Notifications
Clear all

[Closed] Another new feature in 2010: Scripted texture maps

 JHN

Scripted texture maps like the Dalmation texturemap from the mxs manual now render in mental ray too. It’s not a real new feature, since it basicly was broken, but now it’s fixed. So finally everyone can create his own interpretation of a solid color map

-Johan

9 Replies

Glad to see they finally fixed that.

-Eric

oh I just setPixels() to a highres bitmap’s buffer to create my own maps

I’m not aware of the ability to script texture maps… how does that work? (already tried to look it up in the maxscript reference, and didn’t see anything)
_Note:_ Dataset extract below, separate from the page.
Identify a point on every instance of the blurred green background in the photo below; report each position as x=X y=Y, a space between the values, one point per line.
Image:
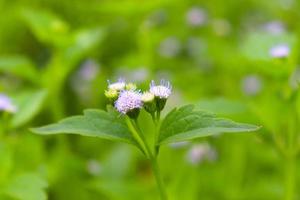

Information is found in “Scripted TextureMap Plug-ins” and “How To… Create a Dalmatian TextureMap Plug-in”. Like all scripted plugins it allows you to extend an existing Max texturemap and replace the UI. Prior to 2010 mental ray wouldn’t render scripted maps, and would generate an error.

My scripted Solid Color Map that found the issue during beta testing 2010:

plugin textureMap Solid_Color
name:“Solid Color”
classID:#(0x373cef4d, 0x716b0336)
extends:RGB_Multiply
replaceUI:true

(
parameters main rollout:params
(
scColor type:#color default:(color 255 255 255) ui:color1
on scColor set val do delegate.color1 = val
)
rollout params “Solid Color Map Parameters”
(
colorpicker color1 “Color” align:#center fieldwidth:48
)
)
-Eric

Ah, gotcha. Thanks.

Holy moly, what i just saw here…
Talk about dropping one-liner bombshells…

Thanks, Richard

Atm, i tried extending a bitmapTexture class, and save the bitmap buffer to a temp file on disk, which then gets assigned to the bitmaptexture.bitmap .

Is there a better way to pipe the bitmap buffer into the mateditor, without saving it out first?
Not that it’s bad, at all, as the rendertimes would be pretty fast, even with large textures (at the expense of the maxscript time taken to generate it, ofc), but i wonder if i’m doing it right…

nah – it seems to impose the restriction that whatever is in the buffer has a file associated with it… even if modifying the buffer doesn’t modify the file on disk.

Eh, for once i didn’t miss something glaringly obvious
Thanks for taking the time, Richard.